Coca-Cola Enterprises, Inc., Eastern Great Lakes Division (3-RD-1527; 352 NLRB No. 123) Horseheads, NY Aug. 14, 2008.
http://www.nlrb.gov/shared_files/Board%20Decisions/352/v352123.htm
The Board reversed the Regional Director's finding that a Memorandum of Understanding (MOU) between the Union and the Employer constituted a bar to a decertification petition. The Board found, contrary to the Regional Director, that the MOU, which dealt with certain terms and conditions for drivers only, did not constitute an extension of the parties' long-term contract, and thus did not have bar quality. Specifically, the Board found that, under Southwestern Portland Cement Co., 126 NLRB 931 (1960), the MOU was neither intended to be new agreement embodying new terms and conditions nor did it incorporate by reference the terms of the long-term agreement. Additionally, the Board found that the MOU was not a written amendment that expressly reaffirmed the original agreement and failed to evidence the parties' clear intention to be bound for the specified period of the long-term agreement, i.e., until 2009.
Accordingly, the petition was reinstated, and the case remanded to the Regional Director for further processing.
(Chairman Schaumber and Member Liebman participated.)
***
Electrical Workers IBEW Local 3 (29-CD-617; 352 NLRB No. 124) Long Island City, NY Aug. 15, 2008.

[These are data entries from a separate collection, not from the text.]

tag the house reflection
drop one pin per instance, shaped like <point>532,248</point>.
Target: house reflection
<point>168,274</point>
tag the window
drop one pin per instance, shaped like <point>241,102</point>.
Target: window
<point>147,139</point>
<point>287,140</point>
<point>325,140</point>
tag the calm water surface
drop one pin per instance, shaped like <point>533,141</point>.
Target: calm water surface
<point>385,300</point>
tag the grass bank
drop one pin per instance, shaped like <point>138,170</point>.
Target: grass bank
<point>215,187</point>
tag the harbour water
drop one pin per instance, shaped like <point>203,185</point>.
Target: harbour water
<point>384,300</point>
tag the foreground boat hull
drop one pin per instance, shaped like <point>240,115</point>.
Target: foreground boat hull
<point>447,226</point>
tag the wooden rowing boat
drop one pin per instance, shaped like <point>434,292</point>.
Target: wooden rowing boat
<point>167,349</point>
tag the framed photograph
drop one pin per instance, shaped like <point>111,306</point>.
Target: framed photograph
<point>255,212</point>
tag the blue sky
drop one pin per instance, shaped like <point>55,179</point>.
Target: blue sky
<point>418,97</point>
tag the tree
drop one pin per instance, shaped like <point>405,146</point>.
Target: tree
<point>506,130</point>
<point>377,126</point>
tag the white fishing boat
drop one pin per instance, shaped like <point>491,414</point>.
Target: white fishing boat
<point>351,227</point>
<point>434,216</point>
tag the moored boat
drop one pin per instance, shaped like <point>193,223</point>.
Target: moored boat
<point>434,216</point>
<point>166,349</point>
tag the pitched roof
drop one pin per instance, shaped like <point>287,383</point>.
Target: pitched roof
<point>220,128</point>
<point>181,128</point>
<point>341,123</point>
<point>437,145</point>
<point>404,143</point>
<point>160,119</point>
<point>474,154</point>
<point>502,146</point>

http://www.nlrb.gov/shared_files/Board%20Decisions/352/v352124.htm
The Board found that employees of Unitec Elevator Co. (Employer), represented by Electrical Workers IBEW Local 3 (Respondent) are entitled to continue performing the work in dispute. The work was also claimed by the Elevator Constructors of New York and New Jersey Local 1.

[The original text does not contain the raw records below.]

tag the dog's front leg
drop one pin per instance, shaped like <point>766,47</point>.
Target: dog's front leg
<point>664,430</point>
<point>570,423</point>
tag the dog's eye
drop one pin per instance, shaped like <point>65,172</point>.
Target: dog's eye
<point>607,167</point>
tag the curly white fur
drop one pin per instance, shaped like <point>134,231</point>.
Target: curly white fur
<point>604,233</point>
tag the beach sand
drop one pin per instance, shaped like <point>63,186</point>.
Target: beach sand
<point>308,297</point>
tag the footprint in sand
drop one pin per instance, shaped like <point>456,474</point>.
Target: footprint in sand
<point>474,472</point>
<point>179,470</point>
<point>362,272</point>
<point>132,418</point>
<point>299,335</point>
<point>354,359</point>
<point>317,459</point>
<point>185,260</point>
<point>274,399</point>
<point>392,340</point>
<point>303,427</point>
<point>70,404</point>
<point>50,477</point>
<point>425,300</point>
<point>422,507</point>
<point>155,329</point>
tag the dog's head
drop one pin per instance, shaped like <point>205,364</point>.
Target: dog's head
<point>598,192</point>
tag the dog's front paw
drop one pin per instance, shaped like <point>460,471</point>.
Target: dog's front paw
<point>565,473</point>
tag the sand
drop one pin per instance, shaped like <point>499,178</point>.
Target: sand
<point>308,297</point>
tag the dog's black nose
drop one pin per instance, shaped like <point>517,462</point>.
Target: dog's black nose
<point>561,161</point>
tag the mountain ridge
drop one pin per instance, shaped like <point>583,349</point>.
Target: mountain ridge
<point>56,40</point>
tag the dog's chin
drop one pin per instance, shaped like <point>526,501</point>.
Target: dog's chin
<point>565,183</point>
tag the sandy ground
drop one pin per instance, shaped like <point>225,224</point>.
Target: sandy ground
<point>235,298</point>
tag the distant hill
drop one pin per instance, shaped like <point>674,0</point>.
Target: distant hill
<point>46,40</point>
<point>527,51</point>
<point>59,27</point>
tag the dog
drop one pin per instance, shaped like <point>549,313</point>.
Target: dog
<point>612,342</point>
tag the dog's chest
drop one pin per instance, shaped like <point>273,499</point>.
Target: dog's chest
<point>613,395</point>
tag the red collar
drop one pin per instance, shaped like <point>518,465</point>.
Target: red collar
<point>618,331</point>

The work in dispute involves the "modernization" of 60 elevators at a multi-building apartment complex in Queens, NY by removing the existing elevator cars and motors and installing new equipment and component parts in the existing elevator shafts. In finding that there was reasonable cause to believe that Section 8(b)(4)(D) of the Act had been violated, the Board rejected Local 1's claims that Local 3's strike threat was a sham and that Unitec was bound by a jurisdictional dispute resolution plan as an "alter ego" of a company subject to that plan. On the merits, the Board awarded the disputed work to the employees represented by Local 3 based on the factors of certification and collective-bargaining agreements, current assignment, employer past practice and preference, prior Board case, and economy and efficiency of operations.